A second blockage to spending raised its head again at the meeting, namely the laborious processes that had to be undergone before projects could begin. Earlier in the year, Technical and Infrastructural Services director, Dabula Njilo, reported on the status of the Municipal Infrastructure Grant programme at a council meeting. It was revealed that out of this annual grant of R20 million, only R1.6 million had so far been spent on infrastructural backlogs and creating conditions for local economic development.

To get spending on track, Njilo said, professional service providers would be appointed through the municipal database. Previously, the only means of procuring goods and services for anything worth more than R20 000 had been through a drawn-out tender process. Now thresholds had been revised, so that for items from R10 000 to R200 000, the municipality could simply call for formal written quotations.
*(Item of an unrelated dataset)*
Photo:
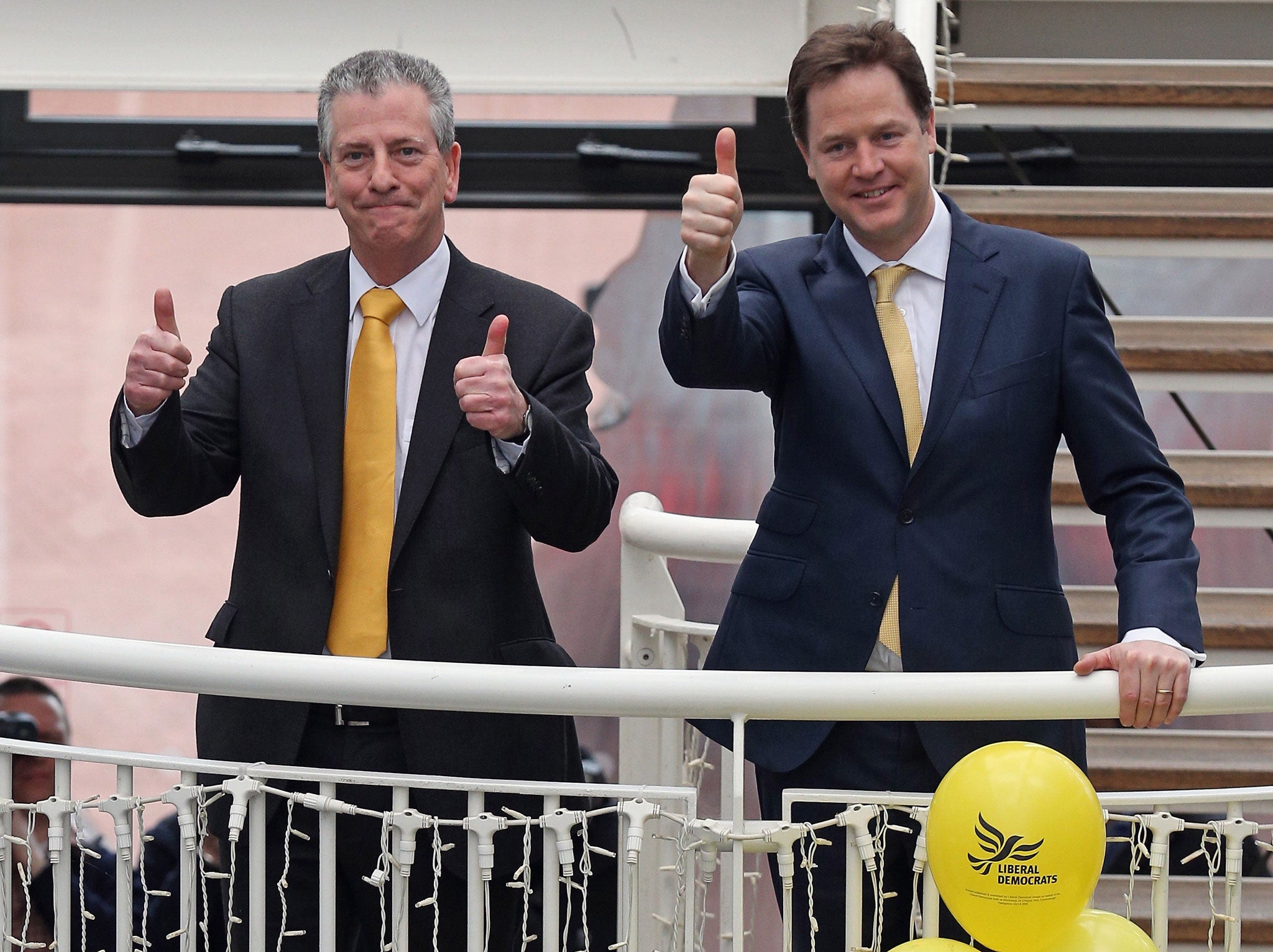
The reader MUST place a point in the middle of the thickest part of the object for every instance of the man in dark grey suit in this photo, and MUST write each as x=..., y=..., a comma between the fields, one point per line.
x=490, y=448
The municipality advertises in the local media for businesses to register as potential suppliers. This makes them eligible to quote. But it turns out that even once service-providers have been appointed to carry out projects, there's another set of delays.

For example, tenders for projects that were awarded near the end of the 2009/10 financial year (in other words, just before last July) were only begun in the past two or three months. Environmental impact assessments, required before most developments could begin, and other processes that could begin only after contractors were appointed, took time.
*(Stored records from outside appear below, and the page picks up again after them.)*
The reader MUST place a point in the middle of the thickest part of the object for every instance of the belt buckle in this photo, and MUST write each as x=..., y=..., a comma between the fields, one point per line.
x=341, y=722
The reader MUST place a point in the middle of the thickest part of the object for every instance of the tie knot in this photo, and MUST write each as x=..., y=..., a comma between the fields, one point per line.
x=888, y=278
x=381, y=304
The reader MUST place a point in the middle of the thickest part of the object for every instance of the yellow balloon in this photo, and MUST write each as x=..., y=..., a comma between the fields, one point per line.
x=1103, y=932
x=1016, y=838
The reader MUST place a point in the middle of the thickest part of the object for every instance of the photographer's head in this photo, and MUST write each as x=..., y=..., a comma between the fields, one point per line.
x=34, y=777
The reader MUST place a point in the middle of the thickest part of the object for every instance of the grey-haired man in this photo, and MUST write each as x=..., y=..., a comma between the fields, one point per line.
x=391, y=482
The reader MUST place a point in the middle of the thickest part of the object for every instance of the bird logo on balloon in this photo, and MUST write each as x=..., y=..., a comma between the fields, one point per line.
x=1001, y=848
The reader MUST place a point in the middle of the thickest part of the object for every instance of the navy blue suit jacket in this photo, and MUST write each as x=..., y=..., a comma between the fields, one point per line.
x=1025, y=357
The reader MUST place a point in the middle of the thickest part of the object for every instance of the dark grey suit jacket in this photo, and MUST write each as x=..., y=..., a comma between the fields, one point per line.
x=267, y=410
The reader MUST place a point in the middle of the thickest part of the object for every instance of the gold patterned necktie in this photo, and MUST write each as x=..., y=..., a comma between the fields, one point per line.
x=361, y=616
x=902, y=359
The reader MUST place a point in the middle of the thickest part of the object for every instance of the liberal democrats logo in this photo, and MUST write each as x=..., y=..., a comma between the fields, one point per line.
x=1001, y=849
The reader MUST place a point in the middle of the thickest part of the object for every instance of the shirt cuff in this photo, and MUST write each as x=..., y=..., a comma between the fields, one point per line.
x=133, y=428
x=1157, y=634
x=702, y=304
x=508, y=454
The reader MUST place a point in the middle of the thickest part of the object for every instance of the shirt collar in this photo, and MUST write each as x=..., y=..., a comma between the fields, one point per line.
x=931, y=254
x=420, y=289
For this reason, Njilo recently proposed to the Land and Housing Portfolio Committee that they consider and approve a great number of projects to be registered for Municipal Infrastructure Grant (MIG) funding. Staggered in this way, there would be better continuity, so that while one project was still undergoing approval processes, another could be already under way.

Njilo listed 18 projects, including the upgrading of the Alicedale water treatment plant, a water harvesting programme, the refurbishment of Grahamstown Central water reticulation Phase 1 and sanitation for rural areas to be registered for MIG funding, all simultaneously.

How the capital budget works

The 2010/11 Capital Budget amounted to R69.6 million and is funded by both the Asset Finance Fund (AFF), which comes from the municipality's own coffers, and Conditional Grants, which are funds from the National Treasury.

When municipal officials draw up the Capital Budget, they have to indicate exactly what the source of funding for each item will be. They have to say whether the money will come from the Municipal Infrastructure Grant, Neighbourhood Development Partnership Grant, National Electrification Grant, the Development Bank of South Africa Loan, or the Asset Finance Fund. It's the last source which is used to fund purchases such as vehicles and office furniture, as well as certain activities to maintain infrastructure such as the re-sealing of roads.

At the beginning of the current financial year (2010/11), in July, the municipality budgeted R16.3 million of the total Capital Budget to be financed from the Asset Finance Fund. The 2010/11 Capital Budget amounted to R69.6 million and therefore the R16.3m from the AFF sources of funding is 23.5% of the total. The conditional grants make up 76.5%.